The progression continued: 75 percent of the defensive snaps against Missoula Big Sky, 90 percent against Helena High.

“And then the playoffs he played every snap,” Upham said. “He was a kid we could trust. He was small – not a very big guy. I was concerned a little bit, but he tackled low and didn’t take on bigger players up high.”

Flathead went into the playoffs as the fourth seed, won a home game against Billings Senior and then sprung a 21-17 semifinal upset on unbeaten Bozeman, in Bozeman.

One key: A late-game interception by Wells on a crossing route that had showed up on film.

“They’d run a bootleg,” said Upham. “He jumped the route and he high-pointed the ball and it was one of the best interceptions I’d ever seen.”

The next week in the state championship he made another pick – his fourth in six varsity games – late as Billings West tried to pad out a 20-14 lead. The Braves then drove the length of the field only to give up the ball on downs at the West 8-yard line. The Bears then ran out the clock.

“We came up a little bit short,” Upham said. “But we’re not in a position to win that game without this interception.

“Then his senior year he got hurt – I knew he was going to have a great year. It really hurt us when we lost him.”

“That run was probably the highlight of my high school athletics,” Wells said.

There aren’t many perfect endings. Samson left for a job at Montana Tech after the season, Upham was elevated and he lost two key players – Wells and Garett Reike – to broken legs suffered in collisions with teammates. The wins were harder to come by in 2019.

The same rang true in basketball, where Wells played less minutes as a senior than he did as a junior swinging up from JV.

“I feel bad – he didn’t have the greatest senior year,” said Flathead’s Ross Gustafson, who recently stepped down as boys’ basketball coach. “But it was really because of that injury he suffered in football. I just don’t think he ever got back to 100 percent.”

But, Gustafson added: “Ultimate teammate and team player. He did the best he could, did everything we asked. He still kept working and kept a great attitude. Some 18-year-olds have something like that happen you get a little, ‘Woe is me.’ And I just never got that from him.”

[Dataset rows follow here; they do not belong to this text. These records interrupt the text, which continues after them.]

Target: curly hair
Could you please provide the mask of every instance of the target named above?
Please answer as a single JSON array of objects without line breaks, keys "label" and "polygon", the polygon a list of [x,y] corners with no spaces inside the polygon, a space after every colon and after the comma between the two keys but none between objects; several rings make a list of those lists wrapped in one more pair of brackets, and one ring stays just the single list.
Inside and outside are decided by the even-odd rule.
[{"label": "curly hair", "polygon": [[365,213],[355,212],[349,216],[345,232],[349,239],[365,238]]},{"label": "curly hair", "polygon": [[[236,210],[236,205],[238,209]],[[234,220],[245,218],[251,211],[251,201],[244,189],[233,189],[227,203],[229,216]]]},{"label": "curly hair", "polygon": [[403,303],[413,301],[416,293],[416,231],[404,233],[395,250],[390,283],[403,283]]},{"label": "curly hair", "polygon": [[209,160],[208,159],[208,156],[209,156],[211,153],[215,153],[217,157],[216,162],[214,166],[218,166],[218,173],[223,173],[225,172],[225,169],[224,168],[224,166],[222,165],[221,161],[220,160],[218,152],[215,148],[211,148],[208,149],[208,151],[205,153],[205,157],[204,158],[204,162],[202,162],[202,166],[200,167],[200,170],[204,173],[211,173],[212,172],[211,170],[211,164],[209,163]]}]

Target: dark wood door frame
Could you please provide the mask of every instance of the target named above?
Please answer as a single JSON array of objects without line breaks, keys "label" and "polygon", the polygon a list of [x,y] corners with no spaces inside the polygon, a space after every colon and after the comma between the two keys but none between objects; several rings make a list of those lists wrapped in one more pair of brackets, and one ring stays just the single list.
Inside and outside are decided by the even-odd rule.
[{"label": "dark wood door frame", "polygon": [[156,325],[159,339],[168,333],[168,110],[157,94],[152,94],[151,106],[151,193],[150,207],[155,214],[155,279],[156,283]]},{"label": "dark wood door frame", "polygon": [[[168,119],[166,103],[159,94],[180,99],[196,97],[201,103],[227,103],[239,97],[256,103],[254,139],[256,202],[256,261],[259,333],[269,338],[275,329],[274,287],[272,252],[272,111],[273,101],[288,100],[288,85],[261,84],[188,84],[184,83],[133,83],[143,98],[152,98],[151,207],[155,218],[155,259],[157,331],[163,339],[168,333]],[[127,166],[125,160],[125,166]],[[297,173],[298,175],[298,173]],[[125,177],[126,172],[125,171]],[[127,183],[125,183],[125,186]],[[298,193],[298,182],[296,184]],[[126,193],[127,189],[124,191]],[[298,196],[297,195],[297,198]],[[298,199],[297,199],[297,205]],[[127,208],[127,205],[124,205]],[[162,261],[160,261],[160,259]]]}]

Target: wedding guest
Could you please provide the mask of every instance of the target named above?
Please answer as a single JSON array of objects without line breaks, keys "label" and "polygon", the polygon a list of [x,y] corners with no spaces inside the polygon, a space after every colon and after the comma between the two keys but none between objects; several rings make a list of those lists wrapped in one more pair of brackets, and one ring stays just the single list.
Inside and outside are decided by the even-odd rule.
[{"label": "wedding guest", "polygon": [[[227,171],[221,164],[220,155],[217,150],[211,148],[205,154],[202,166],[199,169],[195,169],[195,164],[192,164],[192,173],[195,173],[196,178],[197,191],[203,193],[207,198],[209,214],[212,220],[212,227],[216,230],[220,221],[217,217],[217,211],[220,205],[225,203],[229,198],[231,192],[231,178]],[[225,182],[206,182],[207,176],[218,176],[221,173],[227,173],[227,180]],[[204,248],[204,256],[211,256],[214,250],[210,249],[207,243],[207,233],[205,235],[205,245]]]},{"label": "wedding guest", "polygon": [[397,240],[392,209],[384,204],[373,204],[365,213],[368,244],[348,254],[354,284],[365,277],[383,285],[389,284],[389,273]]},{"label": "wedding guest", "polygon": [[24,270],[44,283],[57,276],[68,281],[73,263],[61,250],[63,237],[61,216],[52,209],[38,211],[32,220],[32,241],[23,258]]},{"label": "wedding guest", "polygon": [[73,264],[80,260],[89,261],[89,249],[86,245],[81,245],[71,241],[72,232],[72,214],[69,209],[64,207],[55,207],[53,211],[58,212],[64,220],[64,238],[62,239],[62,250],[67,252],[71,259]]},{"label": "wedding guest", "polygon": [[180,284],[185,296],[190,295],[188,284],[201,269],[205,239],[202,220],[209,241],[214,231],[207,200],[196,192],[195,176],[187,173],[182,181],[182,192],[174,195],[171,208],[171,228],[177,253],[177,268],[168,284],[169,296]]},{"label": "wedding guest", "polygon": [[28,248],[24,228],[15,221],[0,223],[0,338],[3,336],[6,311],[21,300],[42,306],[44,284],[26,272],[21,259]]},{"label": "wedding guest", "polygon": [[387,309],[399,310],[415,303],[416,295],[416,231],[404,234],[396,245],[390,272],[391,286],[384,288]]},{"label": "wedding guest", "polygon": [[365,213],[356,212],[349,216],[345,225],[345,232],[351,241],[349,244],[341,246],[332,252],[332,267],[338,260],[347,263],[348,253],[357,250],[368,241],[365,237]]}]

The what-ifs don’t end there. He planned to team with his brother Tommy for a hard-to-beat doubles tennis team; the COVID-19 pandemic took care of that.

Yet he is not, as Gustafson noted, outwardly frustrated. In the absence of high school tennis he took a job washing out golf carts at Village Greens.

“I’ve played most of my teammates almost my whole life, and I loved being around them and playing ball with them,” he said of basketball season. “It wasn’t too bad.”

Wells owns a 3.87 grade-point average that translates to three Bs in his high school career (“Math,” he said).

A couple of his Flathead classmates are also going to head to Grand Canyon, where another alumnus, Olivia Mohatt, already attends classes.

“First of all, the warm weather,” Wells said of the choice. “But I went there and toured it and really liked it. They have a good school for what I’m trying to do.”

He has warm memories of the help MacNeil gave him as he moved into the safety position in football – of seniors like MacNeil and Logan Siblerud that readily accepted the new guy up from JV.

Quickly 18 months have gone, but the experience is not forgotten.

“It was,” Gustafson said, “a pretty cool thing to watch.”